Buyer: Main carriage, insurance, import clearance, on-carriage.
The precise split of the 10 obligation pairs (A1–A10 / B1–B10) is binding under the ICC Incoterms 2020 rules.
02Risk and cost transfer
Risk transfer: When goods cross the ship's rail / are loaded on board.
Cost transfer: Seller up to on-board loading, buyer thereafter.
For several Incoterms, the risk and cost points do not coincide — this is the biggest source of misunderstanding in international trade. Cargo insurance should always be aligned with the risk transfer point, not the cost transfer point.
03When to use FOB
Historically the most common sea Incoterm, but problematic for containers today — the seller has no control between terminal drop-off and on-board loading. Use FCA for containers; FOB remains sensible for bulk cargo.

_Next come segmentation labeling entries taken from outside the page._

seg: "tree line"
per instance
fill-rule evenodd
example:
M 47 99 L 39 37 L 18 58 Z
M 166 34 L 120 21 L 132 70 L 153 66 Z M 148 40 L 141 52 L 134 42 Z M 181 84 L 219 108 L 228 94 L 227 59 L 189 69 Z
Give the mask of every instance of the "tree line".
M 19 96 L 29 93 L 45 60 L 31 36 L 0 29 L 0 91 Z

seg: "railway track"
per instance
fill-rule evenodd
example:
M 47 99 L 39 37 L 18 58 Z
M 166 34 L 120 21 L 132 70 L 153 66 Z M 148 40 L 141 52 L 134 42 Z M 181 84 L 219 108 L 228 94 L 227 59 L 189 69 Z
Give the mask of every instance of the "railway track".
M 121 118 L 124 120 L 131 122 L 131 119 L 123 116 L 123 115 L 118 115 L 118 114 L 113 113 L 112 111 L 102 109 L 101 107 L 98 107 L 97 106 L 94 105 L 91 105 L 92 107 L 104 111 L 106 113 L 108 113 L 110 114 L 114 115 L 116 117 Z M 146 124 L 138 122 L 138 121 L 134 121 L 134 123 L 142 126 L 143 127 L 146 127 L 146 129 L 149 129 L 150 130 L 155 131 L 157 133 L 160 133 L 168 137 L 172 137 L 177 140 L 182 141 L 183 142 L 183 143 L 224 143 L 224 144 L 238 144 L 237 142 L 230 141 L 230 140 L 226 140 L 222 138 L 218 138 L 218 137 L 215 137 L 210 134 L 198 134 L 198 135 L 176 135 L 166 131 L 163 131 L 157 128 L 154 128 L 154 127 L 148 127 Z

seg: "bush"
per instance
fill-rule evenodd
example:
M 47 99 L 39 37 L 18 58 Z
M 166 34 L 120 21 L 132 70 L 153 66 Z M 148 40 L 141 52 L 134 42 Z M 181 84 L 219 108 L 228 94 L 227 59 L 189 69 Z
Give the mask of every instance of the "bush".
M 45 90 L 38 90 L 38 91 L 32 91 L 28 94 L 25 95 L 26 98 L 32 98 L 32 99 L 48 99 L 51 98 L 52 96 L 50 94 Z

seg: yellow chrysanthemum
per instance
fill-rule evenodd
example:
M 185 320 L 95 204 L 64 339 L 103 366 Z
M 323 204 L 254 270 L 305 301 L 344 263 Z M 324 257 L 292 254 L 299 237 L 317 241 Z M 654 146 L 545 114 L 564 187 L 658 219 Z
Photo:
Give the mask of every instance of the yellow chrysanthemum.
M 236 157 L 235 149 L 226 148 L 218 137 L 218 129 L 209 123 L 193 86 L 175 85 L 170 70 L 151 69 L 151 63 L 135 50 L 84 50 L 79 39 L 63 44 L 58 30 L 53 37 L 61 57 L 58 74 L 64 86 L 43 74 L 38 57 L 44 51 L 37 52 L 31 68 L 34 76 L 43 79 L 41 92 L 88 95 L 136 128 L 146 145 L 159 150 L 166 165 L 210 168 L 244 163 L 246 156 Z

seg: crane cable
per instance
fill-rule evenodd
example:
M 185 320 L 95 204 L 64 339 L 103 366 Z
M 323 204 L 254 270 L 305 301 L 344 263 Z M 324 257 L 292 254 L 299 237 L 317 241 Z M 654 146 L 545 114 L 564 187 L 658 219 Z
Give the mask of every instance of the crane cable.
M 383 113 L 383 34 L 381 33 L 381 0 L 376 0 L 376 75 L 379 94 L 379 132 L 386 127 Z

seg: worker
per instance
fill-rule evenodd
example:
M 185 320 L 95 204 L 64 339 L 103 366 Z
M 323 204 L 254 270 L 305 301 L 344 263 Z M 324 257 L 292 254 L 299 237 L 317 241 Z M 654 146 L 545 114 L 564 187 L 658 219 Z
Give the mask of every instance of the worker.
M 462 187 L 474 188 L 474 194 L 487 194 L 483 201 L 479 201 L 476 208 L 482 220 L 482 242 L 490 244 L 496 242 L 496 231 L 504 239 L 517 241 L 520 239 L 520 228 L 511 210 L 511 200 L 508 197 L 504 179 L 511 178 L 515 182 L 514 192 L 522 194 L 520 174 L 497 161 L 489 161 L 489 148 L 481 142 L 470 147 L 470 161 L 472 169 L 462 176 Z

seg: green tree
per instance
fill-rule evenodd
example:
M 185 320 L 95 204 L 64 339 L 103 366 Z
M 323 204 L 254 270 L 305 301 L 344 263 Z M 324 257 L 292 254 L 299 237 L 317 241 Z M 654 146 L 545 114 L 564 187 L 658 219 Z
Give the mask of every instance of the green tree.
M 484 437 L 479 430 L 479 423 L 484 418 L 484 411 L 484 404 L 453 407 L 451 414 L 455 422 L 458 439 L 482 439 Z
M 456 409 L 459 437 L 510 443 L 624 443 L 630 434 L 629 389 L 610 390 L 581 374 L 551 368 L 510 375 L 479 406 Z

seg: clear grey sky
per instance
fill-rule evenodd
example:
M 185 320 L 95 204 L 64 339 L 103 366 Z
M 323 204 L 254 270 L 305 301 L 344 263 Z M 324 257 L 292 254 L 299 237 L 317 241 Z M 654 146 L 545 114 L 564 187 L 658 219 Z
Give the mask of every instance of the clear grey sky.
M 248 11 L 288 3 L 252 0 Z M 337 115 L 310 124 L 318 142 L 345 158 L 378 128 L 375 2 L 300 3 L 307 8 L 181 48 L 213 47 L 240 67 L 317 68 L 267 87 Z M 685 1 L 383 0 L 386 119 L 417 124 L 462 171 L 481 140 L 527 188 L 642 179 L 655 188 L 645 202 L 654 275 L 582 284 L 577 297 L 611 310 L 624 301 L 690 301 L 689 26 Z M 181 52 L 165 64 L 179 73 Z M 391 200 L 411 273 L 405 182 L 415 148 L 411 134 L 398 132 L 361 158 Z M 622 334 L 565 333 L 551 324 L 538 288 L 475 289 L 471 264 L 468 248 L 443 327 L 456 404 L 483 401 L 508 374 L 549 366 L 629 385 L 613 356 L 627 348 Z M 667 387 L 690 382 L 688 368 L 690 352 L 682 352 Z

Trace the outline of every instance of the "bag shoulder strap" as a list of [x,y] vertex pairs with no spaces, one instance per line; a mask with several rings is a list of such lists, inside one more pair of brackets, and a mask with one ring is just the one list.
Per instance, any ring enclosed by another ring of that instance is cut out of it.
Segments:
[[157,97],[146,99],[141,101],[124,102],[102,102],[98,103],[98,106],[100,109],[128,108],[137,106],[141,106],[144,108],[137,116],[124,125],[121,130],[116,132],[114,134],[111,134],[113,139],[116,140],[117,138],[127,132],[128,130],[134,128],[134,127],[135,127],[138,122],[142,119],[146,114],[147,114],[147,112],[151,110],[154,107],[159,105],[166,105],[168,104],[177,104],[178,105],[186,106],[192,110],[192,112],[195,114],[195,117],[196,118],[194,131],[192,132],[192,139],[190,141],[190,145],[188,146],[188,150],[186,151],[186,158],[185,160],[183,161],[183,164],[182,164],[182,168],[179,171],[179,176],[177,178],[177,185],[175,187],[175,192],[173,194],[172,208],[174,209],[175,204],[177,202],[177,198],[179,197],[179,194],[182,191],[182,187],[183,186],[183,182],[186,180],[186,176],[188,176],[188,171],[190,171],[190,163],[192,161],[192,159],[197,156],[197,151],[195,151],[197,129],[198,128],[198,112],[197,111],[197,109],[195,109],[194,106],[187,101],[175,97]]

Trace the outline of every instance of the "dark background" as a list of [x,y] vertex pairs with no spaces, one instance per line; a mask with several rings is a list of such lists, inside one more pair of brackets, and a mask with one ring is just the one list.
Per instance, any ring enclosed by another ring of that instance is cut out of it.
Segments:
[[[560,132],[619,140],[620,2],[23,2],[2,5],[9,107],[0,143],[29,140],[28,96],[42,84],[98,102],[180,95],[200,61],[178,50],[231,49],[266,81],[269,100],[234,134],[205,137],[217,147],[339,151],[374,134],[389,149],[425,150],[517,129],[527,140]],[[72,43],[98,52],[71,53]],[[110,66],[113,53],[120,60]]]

Before choosing, verify: Can both parties operationally handle customs, carriage and insurance in the respective country? Are there tax implications (e.g. VAT under DDP)? Which documents (commercial invoice, certificate of origin, B/L, CMR, AWB) are required?
04Common pitfalls
1) Mode mismatch: FOB is only for sea / inland waterway — do not use for containers in multimodal transport.
2) On-board notation: For sea Incoterms, a correct on-board notation on the B/L is critical for letter-of-credit settlement.
3) Insurance cover: Explicitly agree ICC A / B / C and the sum insured.
Frequently asked questions
What does FOB mean in practice?
Seller delivers goods loaded on board the vessel at port of shipment. Applicable to sea and inland waterway only. Risk transfer: When goods cross the ship's rail / are loaded on board.
Who pays cargo insurance under FOB?
No mandatory insurance. The buyer bears the risk from the transfer point onwards and should insure accordingly.
Is FOB suitable for containers?
Not ideal. For containers, the ICC recommends the multimodal terms FCA (instead of FOB), CPT (instead of CFR) or CIP (instead of CIF).